What Rights Do Tenants Have?
Even if you have a no-pet policy, you cannot deny a resident the ability to bring their ESA, and dog breed restrictions do not apply. While the tenant must clean up after their animal and pay for damages incurred—either out of pocket or through a security deposit—you cannot charge a pet deposit fee. If there is concern about the validity of the emotional support animal, landlords should make it a point to conduct a pet screening. Even though ESAs are not necessarily pets, a pet screening service can review the documentation to confirm the legality of the ESA and give you better peace of mind.
Can You Ever Deny an ESA?
While it may seem as though landlords have little to no say in the matter, you need to know that there are instances when you can deny an emotional support animal. If a tenant doesn’t have an ESA letter, the ESA bothers other tenants, or the necessary accommodations for the animal would be unreasonable, you can deny the tenant residency. But what qualifies as unreasonable?

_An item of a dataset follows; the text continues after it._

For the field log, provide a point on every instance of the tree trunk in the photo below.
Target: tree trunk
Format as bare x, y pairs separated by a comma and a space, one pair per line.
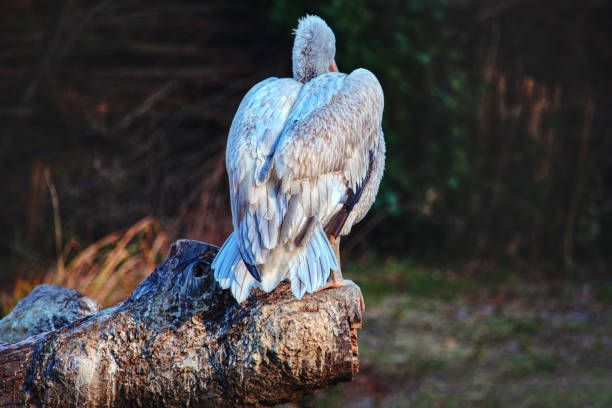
179, 340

If your insurance policy states that certain breeds or species you cannot allow on the property without increasing your insurance rate, this charge would be an unreasonable financial burden. Additionally, if the unit does not have the space to house certain species, such as a horse or an alligator, you can deny the tenant residency.
While it may seem frustrating to rent out to someone with an ESA, keep in mind that your tenant needs this animal to improve their quality of life. Without their ESA, a tenant may very well struggle to function.